Am Schluss ihrer äußerst sachlichen und im Detail gründlich abwägenden Analyse bleibt Changy dann als Konsequenz nur die Schlussfolgerung, dass hier eine staatlich-militärische Aktion vollständig aus dem Ruder gelaufen ist. Von Anfang an kennzeichnet sie diese Überlegungen jedoch als eine Hypothese, die auf Indizien und nicht auf harten Beweisen beruht. Allerdings weisen die vorliegenden Indizien den Charakter verstreuter Puzzleteile auf, die ein in sich geschlossenes Bild denkbar wenn nicht zwangsläufig werden lassen. Demnach transportierte MH370 unter anderem eine Ladung gestohlener Hochtechnologie-Geräte aus dem Militärbereich, für die sich China schon länger brennend interessierte. Die im Vergleich zu normaler Ladung dubiose weil minimale und banale Deklarierung der Ladung lädt geradezu zu dieser Interpretation ein, zumal diese Ladung nachweisbar aus Pakistan – Nachbar Afghanistans! – kam und per Militäreskorte zum Flughafen von Kuala Lumpur transportiert wurde. Der ursprüngliche Besitzer dieser Ware erfuhr wohl zu spät von dem Diebstahl und konnte die Landung in Peking nur mit drastischen Mitteln verhindern. Diese theoretischen Überlegungen werden auch durch die seltsam indifferente Haltung der USA und Chinas zu der Flugzeugkatastrophe gestützt, denn beide konnten -falls die Hypothese zutrifft – aus gegebenen Gründen kein Interesse an einer intensiven Diskussion hegen.

Changy diskutiert die möglichen Varianten dieser Situation und warum sie in einem Desaster endete und belegt dabei jede weitere Überlegung jeweils durch vorhandene – allerdings nie mehr bestätigte oder gar wiederholte – Äußerungen von Augenzeugen. Dabei achtet sie stets auf den hypothetischen Charakter dieser Überlegungen und vermeidet jegliche Nähe zu Verschwörungstheorien. Aber gerade dadurch gewinnen ihre Ausführungen eine hohe Brisanz.
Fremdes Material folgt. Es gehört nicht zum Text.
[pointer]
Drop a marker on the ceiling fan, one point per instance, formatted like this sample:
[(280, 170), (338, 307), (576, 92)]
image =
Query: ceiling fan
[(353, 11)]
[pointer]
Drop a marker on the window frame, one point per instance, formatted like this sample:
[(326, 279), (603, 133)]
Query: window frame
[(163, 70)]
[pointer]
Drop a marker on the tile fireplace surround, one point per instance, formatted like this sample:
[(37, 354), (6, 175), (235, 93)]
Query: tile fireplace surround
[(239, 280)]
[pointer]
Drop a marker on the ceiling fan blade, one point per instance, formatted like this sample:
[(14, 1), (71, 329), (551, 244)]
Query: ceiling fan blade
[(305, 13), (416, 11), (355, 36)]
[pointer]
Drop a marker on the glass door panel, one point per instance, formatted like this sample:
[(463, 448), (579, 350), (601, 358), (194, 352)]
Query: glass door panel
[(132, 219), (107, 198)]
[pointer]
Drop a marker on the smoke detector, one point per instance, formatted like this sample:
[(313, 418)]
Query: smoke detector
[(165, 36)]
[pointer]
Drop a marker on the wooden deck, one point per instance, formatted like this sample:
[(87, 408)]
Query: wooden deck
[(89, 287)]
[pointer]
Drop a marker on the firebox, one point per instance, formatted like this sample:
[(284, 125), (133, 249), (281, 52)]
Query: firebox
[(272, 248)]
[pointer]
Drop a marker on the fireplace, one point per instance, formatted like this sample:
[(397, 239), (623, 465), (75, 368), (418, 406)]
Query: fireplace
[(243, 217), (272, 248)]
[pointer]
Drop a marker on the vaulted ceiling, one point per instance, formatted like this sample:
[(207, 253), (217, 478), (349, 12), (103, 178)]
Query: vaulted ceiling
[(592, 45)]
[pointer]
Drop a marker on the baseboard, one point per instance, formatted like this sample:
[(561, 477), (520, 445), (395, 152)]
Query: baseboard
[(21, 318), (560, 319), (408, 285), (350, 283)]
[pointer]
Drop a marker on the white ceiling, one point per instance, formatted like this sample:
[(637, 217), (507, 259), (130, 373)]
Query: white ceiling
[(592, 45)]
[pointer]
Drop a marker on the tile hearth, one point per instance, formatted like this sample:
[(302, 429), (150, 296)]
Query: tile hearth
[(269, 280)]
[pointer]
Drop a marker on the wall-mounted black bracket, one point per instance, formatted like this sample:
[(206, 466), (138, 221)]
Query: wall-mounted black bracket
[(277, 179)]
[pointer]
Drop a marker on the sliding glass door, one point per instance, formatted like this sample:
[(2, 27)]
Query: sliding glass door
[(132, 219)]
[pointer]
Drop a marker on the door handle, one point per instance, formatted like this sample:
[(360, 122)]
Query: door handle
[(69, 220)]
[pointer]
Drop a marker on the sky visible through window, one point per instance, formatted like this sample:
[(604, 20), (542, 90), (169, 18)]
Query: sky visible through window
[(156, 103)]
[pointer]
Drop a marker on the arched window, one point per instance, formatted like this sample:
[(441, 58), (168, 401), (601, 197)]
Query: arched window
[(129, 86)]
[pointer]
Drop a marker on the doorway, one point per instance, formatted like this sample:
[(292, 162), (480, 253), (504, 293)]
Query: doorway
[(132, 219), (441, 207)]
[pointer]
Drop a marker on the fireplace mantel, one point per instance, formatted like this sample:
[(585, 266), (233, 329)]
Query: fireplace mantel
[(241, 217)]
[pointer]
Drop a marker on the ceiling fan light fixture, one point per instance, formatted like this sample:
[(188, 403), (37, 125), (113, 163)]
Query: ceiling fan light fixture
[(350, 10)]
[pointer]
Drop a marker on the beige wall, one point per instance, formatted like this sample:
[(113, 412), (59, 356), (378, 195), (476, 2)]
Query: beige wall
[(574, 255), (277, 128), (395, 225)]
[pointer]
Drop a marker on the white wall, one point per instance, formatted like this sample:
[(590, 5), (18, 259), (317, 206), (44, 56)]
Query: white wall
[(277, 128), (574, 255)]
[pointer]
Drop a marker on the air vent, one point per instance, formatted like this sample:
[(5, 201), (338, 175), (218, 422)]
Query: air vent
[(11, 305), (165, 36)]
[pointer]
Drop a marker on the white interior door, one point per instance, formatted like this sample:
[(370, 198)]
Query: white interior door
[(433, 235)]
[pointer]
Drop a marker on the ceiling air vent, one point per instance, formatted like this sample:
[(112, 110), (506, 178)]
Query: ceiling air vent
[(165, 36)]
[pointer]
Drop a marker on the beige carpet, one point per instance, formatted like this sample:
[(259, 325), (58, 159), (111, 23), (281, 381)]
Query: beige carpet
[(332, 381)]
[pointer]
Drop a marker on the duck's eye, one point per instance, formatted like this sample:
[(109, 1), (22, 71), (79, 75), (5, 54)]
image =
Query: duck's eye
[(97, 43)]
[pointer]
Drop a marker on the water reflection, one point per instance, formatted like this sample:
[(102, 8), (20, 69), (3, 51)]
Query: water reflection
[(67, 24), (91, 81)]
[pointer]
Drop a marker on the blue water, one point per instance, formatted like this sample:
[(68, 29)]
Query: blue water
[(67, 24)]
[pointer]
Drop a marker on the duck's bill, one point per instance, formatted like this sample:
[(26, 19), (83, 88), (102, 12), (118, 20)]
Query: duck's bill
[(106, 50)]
Wer dieses Buch ohne vorgefertigte Meinung liest, kommt nicht umhin, sich seine eigenen Gedanken zur Weltpolitik zu machen, denn in diesem angedachten Spiel um Macht und geopolitische Geländegewinne gibt es zwar letztlich nur Gewinner, aber auf einem ausgesprochen zynischen Niveau.

Das Buch ist im Ullstein-Verlag erschienen, umfasst 495 Seiten und kostet 16,99 Euro.